A cientista política Mayra Goulart, professora do Departamento de Ciência Política da Universidade Federal do Rio de Janeiro (UFRJ), explica que os novos formatos e uso das redes sociais indicam uma fragmentação na formação da opinião pública. Segundo ela, as plataformas e seus algoritmos favorecem alguns tipos de conteúdos e performances em detrimento de outros.

“Antes, os formadores de opinião eram mais verticalizados, intelectuais e mídias tradicionais, hoje são mais horizontais e plurais ainda que não haja uma relação propriamente igualitária entre eles. Ou seja, os atributos das plataformas e de seus algoritmos favorecem alguns tipos de conteúdos e performances em detrimento de outros. Do mesmo modo, favorece a formação de bolhas de dissonância cognitiva, formadas por pessoas que pensam da mesma forma e que acabam só recebendo conteúdos que reforçam suas posições”, explicou.

De acordo com ela, o formato debates desafia a “formação de bolhas” e colocam pessoas que pensam diferente no mesmo ambiente.

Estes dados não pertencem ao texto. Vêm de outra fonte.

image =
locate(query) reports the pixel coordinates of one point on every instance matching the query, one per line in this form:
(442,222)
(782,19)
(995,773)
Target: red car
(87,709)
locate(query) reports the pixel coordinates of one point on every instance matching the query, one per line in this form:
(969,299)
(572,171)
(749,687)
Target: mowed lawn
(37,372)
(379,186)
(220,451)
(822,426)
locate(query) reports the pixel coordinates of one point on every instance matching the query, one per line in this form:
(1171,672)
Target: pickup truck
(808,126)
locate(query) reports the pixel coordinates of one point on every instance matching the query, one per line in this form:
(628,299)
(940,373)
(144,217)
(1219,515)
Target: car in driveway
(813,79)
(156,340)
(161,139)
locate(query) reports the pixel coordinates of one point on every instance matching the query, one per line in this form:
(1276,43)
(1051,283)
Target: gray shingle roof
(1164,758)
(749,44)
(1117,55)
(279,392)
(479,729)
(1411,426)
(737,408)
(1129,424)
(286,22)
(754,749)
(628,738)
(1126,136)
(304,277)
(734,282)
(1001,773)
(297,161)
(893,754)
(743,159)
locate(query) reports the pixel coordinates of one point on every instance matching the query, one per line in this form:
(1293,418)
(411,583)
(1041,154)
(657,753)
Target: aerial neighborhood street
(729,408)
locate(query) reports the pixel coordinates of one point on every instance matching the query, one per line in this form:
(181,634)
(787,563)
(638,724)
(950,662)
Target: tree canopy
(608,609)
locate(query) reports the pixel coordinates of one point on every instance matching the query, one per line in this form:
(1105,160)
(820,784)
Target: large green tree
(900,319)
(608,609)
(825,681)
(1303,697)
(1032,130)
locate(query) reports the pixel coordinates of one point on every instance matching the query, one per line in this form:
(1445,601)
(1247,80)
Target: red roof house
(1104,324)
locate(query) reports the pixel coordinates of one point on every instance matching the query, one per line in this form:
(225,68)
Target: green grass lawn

“Me parece que este novo tipo de formato desafia essa formação de bolhas, colocando pessoas que pensam diferente no mesmo ‘ambiente’, o que é muito positivo, ainda que dificilmente consiga de fato superar as limitações do algoritmo é um movimento louvável que, se for disseminado, pode conseguir começar a contrabalançar os amplos efeitos negativos dessas tecnologias e seu impacto sobre a democracia”, afirmou.